You will end up getting an error message that says:
RuntimeError: expected device cuda:0 but got device cpu
The error tells you which device the first variable is on (cuda:0) but that the second variable was on a different device (cpu). If we instead wrote y*x you would see the error changetoexpected device cpu but got device cuda:0.Wheneveryouseeanerror like this, you have a bug that kept you from moving everything to the same compute device.

The other thing to be aware of is how to convert PyTorch data back to the CPU. For example, we may want to convert a tensor back to a NumPy array so that we can pass it to Matplotlib or save it to disk.
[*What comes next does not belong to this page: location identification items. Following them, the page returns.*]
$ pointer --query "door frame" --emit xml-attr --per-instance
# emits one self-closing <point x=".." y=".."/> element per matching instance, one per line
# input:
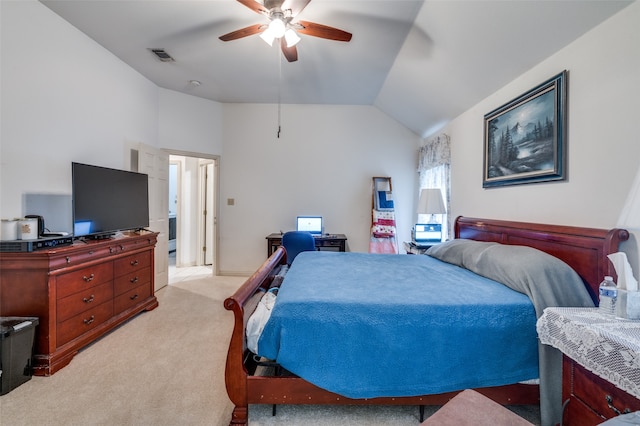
<point x="215" y="196"/>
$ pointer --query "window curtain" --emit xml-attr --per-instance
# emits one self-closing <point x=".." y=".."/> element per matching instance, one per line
<point x="434" y="168"/>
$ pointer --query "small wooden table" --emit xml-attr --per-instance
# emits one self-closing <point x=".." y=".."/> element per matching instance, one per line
<point x="324" y="242"/>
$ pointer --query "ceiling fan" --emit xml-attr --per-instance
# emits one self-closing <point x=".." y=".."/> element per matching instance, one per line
<point x="281" y="26"/>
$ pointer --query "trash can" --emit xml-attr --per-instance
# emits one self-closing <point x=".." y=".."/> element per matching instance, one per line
<point x="16" y="351"/>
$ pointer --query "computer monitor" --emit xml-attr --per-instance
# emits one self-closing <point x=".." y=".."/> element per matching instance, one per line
<point x="428" y="232"/>
<point x="311" y="224"/>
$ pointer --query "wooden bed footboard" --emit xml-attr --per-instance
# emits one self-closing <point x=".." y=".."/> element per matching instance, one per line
<point x="584" y="249"/>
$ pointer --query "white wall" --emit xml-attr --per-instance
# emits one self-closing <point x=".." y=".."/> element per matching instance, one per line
<point x="603" y="150"/>
<point x="64" y="99"/>
<point x="189" y="124"/>
<point x="322" y="164"/>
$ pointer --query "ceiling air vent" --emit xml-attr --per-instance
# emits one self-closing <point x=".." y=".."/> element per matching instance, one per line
<point x="162" y="55"/>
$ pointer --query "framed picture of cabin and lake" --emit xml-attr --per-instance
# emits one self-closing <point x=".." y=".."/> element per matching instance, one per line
<point x="524" y="140"/>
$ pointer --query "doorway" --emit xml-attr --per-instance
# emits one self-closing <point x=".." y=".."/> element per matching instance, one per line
<point x="193" y="194"/>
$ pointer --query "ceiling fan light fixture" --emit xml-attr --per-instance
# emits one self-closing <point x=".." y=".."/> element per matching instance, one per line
<point x="291" y="37"/>
<point x="277" y="27"/>
<point x="267" y="36"/>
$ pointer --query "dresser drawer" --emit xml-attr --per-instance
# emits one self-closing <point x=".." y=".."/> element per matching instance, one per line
<point x="73" y="282"/>
<point x="131" y="263"/>
<point x="598" y="394"/>
<point x="83" y="300"/>
<point x="131" y="298"/>
<point x="81" y="323"/>
<point x="131" y="280"/>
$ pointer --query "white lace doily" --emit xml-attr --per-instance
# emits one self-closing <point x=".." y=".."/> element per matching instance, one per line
<point x="607" y="346"/>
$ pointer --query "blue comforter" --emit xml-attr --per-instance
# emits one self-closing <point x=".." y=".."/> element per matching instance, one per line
<point x="368" y="325"/>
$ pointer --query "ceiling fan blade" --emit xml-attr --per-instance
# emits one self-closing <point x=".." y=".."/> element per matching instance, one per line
<point x="291" y="53"/>
<point x="255" y="6"/>
<point x="243" y="32"/>
<point x="323" y="31"/>
<point x="296" y="6"/>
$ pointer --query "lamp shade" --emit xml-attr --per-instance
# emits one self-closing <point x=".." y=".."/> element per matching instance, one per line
<point x="431" y="202"/>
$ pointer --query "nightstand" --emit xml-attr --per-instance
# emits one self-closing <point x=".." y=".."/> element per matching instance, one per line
<point x="600" y="369"/>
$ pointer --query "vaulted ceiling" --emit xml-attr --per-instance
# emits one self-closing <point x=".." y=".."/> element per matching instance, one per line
<point x="421" y="62"/>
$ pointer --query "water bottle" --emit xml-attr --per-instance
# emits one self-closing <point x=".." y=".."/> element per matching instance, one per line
<point x="608" y="296"/>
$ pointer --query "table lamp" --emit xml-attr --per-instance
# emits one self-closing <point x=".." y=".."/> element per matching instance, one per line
<point x="431" y="202"/>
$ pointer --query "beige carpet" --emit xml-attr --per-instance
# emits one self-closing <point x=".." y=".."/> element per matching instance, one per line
<point x="166" y="367"/>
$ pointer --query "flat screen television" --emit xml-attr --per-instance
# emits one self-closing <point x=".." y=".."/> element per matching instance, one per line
<point x="106" y="201"/>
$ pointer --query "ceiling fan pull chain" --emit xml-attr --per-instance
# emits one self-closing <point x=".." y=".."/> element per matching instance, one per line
<point x="279" y="90"/>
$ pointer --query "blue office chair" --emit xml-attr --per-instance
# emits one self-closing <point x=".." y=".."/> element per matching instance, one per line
<point x="295" y="242"/>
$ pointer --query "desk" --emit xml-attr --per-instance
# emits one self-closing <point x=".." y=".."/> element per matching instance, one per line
<point x="324" y="242"/>
<point x="411" y="247"/>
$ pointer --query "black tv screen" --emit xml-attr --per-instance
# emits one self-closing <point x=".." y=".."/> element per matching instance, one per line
<point x="105" y="201"/>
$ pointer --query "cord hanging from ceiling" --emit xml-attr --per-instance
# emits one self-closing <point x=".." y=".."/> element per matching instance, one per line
<point x="279" y="90"/>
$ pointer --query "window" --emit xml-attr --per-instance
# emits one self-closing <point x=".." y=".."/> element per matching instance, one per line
<point x="434" y="168"/>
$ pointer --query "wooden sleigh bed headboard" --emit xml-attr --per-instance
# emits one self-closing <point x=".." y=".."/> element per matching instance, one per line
<point x="584" y="249"/>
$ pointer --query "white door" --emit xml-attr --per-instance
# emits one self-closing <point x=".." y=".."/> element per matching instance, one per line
<point x="155" y="163"/>
<point x="207" y="206"/>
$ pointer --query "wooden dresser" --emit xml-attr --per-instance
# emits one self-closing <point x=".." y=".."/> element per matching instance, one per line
<point x="600" y="372"/>
<point x="589" y="399"/>
<point x="78" y="292"/>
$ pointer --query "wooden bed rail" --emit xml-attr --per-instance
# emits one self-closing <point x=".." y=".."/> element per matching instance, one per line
<point x="242" y="303"/>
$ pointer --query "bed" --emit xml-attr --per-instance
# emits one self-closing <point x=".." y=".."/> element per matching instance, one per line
<point x="584" y="249"/>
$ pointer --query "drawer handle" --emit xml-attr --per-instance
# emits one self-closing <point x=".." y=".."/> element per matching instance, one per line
<point x="613" y="408"/>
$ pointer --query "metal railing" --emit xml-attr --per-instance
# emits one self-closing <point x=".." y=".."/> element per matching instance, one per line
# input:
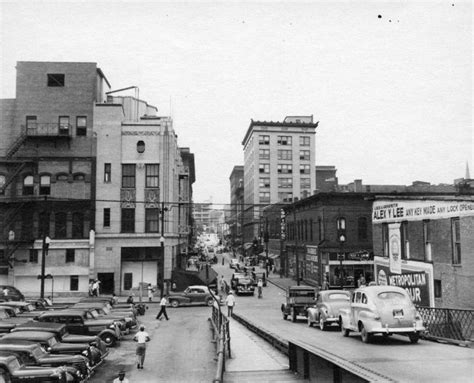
<point x="220" y="327"/>
<point x="445" y="323"/>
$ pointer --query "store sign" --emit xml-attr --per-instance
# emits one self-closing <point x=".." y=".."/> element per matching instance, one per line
<point x="393" y="211"/>
<point x="415" y="283"/>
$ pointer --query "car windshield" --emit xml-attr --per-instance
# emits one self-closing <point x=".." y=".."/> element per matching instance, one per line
<point x="392" y="296"/>
<point x="338" y="297"/>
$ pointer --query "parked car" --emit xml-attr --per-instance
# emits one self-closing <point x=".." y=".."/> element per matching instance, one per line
<point x="78" y="322"/>
<point x="13" y="370"/>
<point x="383" y="310"/>
<point x="13" y="294"/>
<point x="32" y="354"/>
<point x="193" y="295"/>
<point x="326" y="310"/>
<point x="298" y="299"/>
<point x="60" y="330"/>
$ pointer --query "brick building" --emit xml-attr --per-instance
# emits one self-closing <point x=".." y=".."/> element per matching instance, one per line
<point x="426" y="245"/>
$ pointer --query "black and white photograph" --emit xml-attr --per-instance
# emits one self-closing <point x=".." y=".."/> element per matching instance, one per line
<point x="236" y="191"/>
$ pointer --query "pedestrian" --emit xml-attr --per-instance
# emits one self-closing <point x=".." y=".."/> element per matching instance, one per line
<point x="230" y="302"/>
<point x="121" y="378"/>
<point x="163" y="303"/>
<point x="141" y="337"/>
<point x="260" y="287"/>
<point x="151" y="290"/>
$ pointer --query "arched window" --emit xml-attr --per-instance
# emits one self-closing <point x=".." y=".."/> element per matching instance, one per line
<point x="60" y="225"/>
<point x="45" y="184"/>
<point x="140" y="146"/>
<point x="78" y="225"/>
<point x="28" y="185"/>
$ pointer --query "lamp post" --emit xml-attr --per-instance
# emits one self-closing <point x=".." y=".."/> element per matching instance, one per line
<point x="342" y="239"/>
<point x="46" y="242"/>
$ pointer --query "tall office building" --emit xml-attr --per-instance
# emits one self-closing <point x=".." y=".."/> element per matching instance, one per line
<point x="279" y="165"/>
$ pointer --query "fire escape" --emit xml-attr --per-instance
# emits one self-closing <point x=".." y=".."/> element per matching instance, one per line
<point x="14" y="201"/>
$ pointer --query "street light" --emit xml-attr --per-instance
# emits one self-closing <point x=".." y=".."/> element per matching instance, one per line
<point x="342" y="239"/>
<point x="46" y="242"/>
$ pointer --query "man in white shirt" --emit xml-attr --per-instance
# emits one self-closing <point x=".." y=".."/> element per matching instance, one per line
<point x="230" y="302"/>
<point x="141" y="337"/>
<point x="163" y="303"/>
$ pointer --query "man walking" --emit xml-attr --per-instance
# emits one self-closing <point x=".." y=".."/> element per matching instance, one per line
<point x="163" y="303"/>
<point x="141" y="337"/>
<point x="230" y="302"/>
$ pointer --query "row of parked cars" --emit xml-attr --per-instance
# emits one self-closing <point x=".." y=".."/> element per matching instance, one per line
<point x="42" y="342"/>
<point x="369" y="310"/>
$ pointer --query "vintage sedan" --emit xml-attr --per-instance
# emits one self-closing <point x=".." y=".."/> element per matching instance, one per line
<point x="383" y="310"/>
<point x="193" y="295"/>
<point x="326" y="310"/>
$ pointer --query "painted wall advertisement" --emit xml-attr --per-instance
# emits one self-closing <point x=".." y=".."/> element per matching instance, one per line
<point x="397" y="210"/>
<point x="416" y="283"/>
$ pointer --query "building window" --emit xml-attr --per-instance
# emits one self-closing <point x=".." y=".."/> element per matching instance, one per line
<point x="404" y="240"/>
<point x="128" y="220"/>
<point x="60" y="225"/>
<point x="385" y="239"/>
<point x="81" y="126"/>
<point x="285" y="182"/>
<point x="31" y="122"/>
<point x="362" y="228"/>
<point x="74" y="282"/>
<point x="264" y="154"/>
<point x="107" y="173"/>
<point x="264" y="197"/>
<point x="304" y="140"/>
<point x="28" y="185"/>
<point x="284" y="154"/>
<point x="264" y="140"/>
<point x="45" y="185"/>
<point x="70" y="255"/>
<point x="285" y="196"/>
<point x="285" y="168"/>
<point x="78" y="225"/>
<point x="33" y="256"/>
<point x="437" y="287"/>
<point x="264" y="168"/>
<point x="305" y="169"/>
<point x="151" y="220"/>
<point x="284" y="140"/>
<point x="107" y="217"/>
<point x="128" y="175"/>
<point x="264" y="182"/>
<point x="55" y="79"/>
<point x="304" y="155"/>
<point x="456" y="239"/>
<point x="152" y="172"/>
<point x="63" y="123"/>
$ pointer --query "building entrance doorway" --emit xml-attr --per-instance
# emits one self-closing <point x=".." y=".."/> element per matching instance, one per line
<point x="106" y="283"/>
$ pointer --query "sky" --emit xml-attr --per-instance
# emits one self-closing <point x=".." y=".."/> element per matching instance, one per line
<point x="390" y="82"/>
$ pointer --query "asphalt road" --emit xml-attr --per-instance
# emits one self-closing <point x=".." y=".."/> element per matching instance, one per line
<point x="180" y="349"/>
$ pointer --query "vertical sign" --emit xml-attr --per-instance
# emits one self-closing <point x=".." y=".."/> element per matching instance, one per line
<point x="394" y="248"/>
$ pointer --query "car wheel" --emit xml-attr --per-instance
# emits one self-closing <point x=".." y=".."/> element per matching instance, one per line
<point x="322" y="323"/>
<point x="344" y="331"/>
<point x="109" y="340"/>
<point x="364" y="334"/>
<point x="293" y="315"/>
<point x="414" y="338"/>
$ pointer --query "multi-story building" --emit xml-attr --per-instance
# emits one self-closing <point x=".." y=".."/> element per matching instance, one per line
<point x="47" y="176"/>
<point x="236" y="204"/>
<point x="143" y="195"/>
<point x="279" y="165"/>
<point x="425" y="244"/>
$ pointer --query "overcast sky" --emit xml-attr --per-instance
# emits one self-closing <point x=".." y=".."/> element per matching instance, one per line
<point x="390" y="82"/>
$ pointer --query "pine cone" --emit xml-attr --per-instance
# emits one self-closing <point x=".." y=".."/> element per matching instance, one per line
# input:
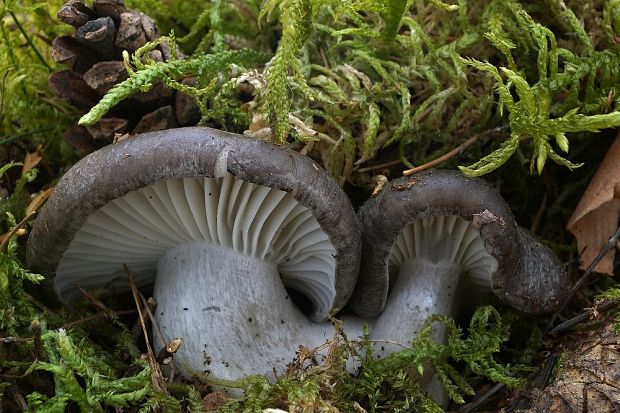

The PyTorch tensor object has a .numpy() method that will do this, but if you call x.numpy(), you will get this error:

In [None]:
x.numpy()

TypeError: ignored

Instead, you can use the handy shortcut function .cpu() to move an object back to the CPU, where you can interact with it normally. So you will often see code that looks like x.cpu().numpy() when you want to access the results of your work.